Well, herein lies the problem. You and your SEO team looked at link data during a slice in time – most likely pre-Penguin 1.0 – to determine what an acceptable threshold might be. Then Penguin 1.0 hit, killing many of your most aggressive competitor’s sites. You felt great about your newly-earned rankings and took it as a badge of honor that you beat Penguin 1.0. What you don’t realize is that the second those competitors got wiped out, the acceptable thresholds decreased. You probably never have to worry about another Penguin because its metrics couldn’t catch your techniques, but now you have to worry about the exact same anchor text over optimization penalties that have been around for years. They may have missed you before because you were hidden by the worst offenders. That buffer is no longer there to insulate you.
Each successive Penguin update will continually expose your site. The aftershocks can be just as bad as the earthquake. Many will survive, many will not.
So, what is the solution?
1. Rethink your link building strategy: You can try and predict future thresholds if you like, but doing so requires intimate knowledge of the Penguin algorithm.

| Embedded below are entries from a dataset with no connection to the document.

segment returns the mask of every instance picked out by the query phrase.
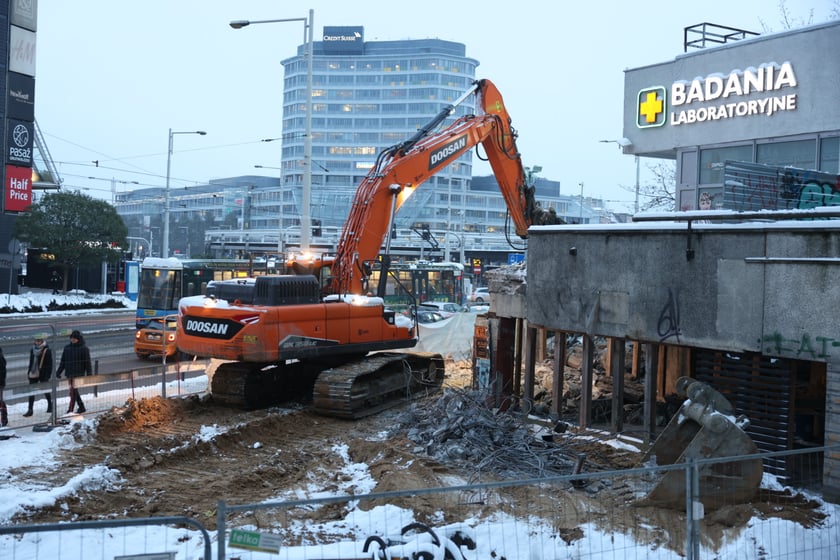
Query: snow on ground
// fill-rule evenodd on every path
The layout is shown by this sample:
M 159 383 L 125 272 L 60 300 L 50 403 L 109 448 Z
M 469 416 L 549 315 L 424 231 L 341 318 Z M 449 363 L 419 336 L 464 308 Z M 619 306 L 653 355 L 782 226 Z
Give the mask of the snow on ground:
M 125 309 L 136 309 L 137 303 L 125 295 L 117 294 L 88 294 L 83 290 L 71 290 L 66 294 L 53 295 L 50 290 L 21 287 L 20 293 L 15 295 L 0 294 L 0 309 L 12 309 L 12 313 L 31 314 L 49 311 L 50 304 L 59 305 L 95 305 L 108 301 L 122 303 Z M 52 314 L 76 315 L 80 313 L 101 313 L 102 309 L 76 309 L 67 311 L 49 311 Z M 4 314 L 8 315 L 8 314 Z
M 196 380 L 205 382 L 206 380 Z M 121 475 L 117 470 L 105 465 L 87 468 L 60 487 L 49 487 L 39 482 L 32 471 L 60 468 L 56 456 L 61 450 L 73 449 L 84 445 L 85 434 L 92 434 L 96 429 L 96 417 L 72 419 L 68 426 L 58 427 L 48 432 L 32 430 L 0 431 L 0 526 L 11 522 L 13 516 L 24 513 L 32 508 L 47 508 L 56 502 L 65 501 L 61 498 L 82 491 L 89 492 L 119 492 Z M 200 430 L 202 439 L 212 438 L 220 430 L 216 425 L 204 426 Z M 342 449 L 335 449 L 336 456 L 343 464 L 336 464 L 340 471 L 342 484 L 333 486 L 333 490 L 310 484 L 296 492 L 298 499 L 314 499 L 335 495 L 364 494 L 374 488 L 375 481 L 365 464 L 354 463 Z M 765 476 L 765 487 L 778 487 L 773 477 Z M 278 489 L 279 490 L 279 489 Z M 285 489 L 291 490 L 291 489 Z M 185 491 L 188 489 L 185 488 Z M 220 496 L 220 498 L 223 498 Z M 809 558 L 829 559 L 838 558 L 840 550 L 840 507 L 823 504 L 827 518 L 820 526 L 805 529 L 797 523 L 786 520 L 753 519 L 738 536 L 723 544 L 716 553 L 701 551 L 702 557 L 714 557 L 719 560 L 753 560 L 764 558 L 795 558 L 800 557 L 803 550 L 812 548 Z M 114 512 L 114 518 L 119 518 L 120 512 Z M 303 534 L 311 535 L 317 531 L 323 535 L 331 535 L 330 542 L 312 543 L 308 546 L 286 547 L 277 553 L 246 551 L 231 548 L 228 545 L 228 558 L 283 558 L 290 560 L 317 558 L 371 558 L 371 553 L 363 553 L 363 540 L 358 535 L 393 535 L 394 527 L 408 525 L 415 521 L 410 510 L 394 505 L 378 506 L 370 511 L 351 510 L 344 518 L 334 521 L 311 522 L 306 527 L 283 527 L 285 531 L 295 529 Z M 529 533 L 522 534 L 522 528 L 527 521 Z M 18 520 L 18 523 L 21 521 Z M 269 527 L 244 526 L 238 529 L 270 532 Z M 460 531 L 462 534 L 474 538 L 475 550 L 462 549 L 466 560 L 490 558 L 539 560 L 547 558 L 599 558 L 621 559 L 671 559 L 672 550 L 665 548 L 652 549 L 649 545 L 637 544 L 629 535 L 605 532 L 594 524 L 581 527 L 582 537 L 571 544 L 557 538 L 556 531 L 550 526 L 550 521 L 541 519 L 517 519 L 507 513 L 498 512 L 491 519 L 464 519 L 457 525 L 434 527 L 439 535 L 452 535 Z M 174 530 L 172 527 L 134 527 L 125 530 L 109 529 L 85 530 L 81 545 L 68 545 L 74 542 L 69 534 L 58 532 L 27 533 L 24 536 L 0 536 L 0 558 L 45 558 L 51 552 L 61 550 L 62 560 L 82 560 L 89 557 L 113 557 L 122 554 L 157 553 L 161 550 L 184 550 L 185 543 L 189 543 L 187 553 L 179 558 L 198 558 L 201 554 L 202 539 L 193 531 L 192 536 L 184 538 L 189 529 Z M 424 537 L 425 535 L 425 537 Z M 770 537 L 768 537 L 770 535 Z M 414 535 L 406 545 L 408 547 L 430 547 L 425 538 L 428 535 L 420 533 Z M 213 558 L 217 556 L 216 535 L 211 533 L 213 541 Z M 769 540 L 768 540 L 769 539 Z M 445 541 L 445 539 L 441 539 Z M 81 541 L 80 541 L 81 542 Z M 193 548 L 189 548 L 193 547 Z M 151 548 L 151 550 L 150 550 Z M 46 555 L 45 555 L 46 554 Z M 438 556 L 435 556 L 437 558 Z M 442 558 L 442 556 L 441 556 Z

You need to earn your rankings with brand links, and start thinking about anchor text solely as a relevancy factor. Once you have a couple of links with the right anchor text, that is all Google needs to know that you are relevant to the term. And here is the kicker – you can get those links in a completely white hat fashion because you only need a few. A lot of us used to assume in back rooms that there were very few if any ways to scale anchor text link building without violating Google’s Webmaster Guidelines. That still may be the case, but it is no longer necessary, nor smart.
2. Reconsider your past link building: Every time Penguin peals back a layer of over optimized sites, they reveal what is underneath. Eventually, it will peal back enough layers to reveal the lack of balance in your link profile. When that occurs, it will trigger a deeper look at your links and, in many cases, result in a penalty. Your best bet is to prepare for 6 months down the road and start looking to remove your unnatural links while replacing them with quality, natural ones. Don’t believe the hype that “if you remove links too fast Google will know”. I have never heard any evidence, anecdotal or otherwise, that cleaning up your link profile resulted in a penalty. You may lose some rankings, but that is a far better outcome than losing them all. Besides, at least starting the process now means you are prepared to recover more quickly should outcome be bad.
Has Google finally outsmarted the SEOs?
I’ll let you guys figure this one out, but I don’t think so. It assumes that the relationship between SEOs and Google has to always be antagonistic. While Penguin is certainly a feather in Google’s anti-spam cap, it is more an opportunity for you to respond in a way that gives you an advantage over your competitor. Always remember, you are not battling Google, you are battling your competitor. The difference between today and pre-Penguin is fairly simple though – you can’t beat your competitors by simply doing more of what they are doing. Excess is your enemy, now more than ever.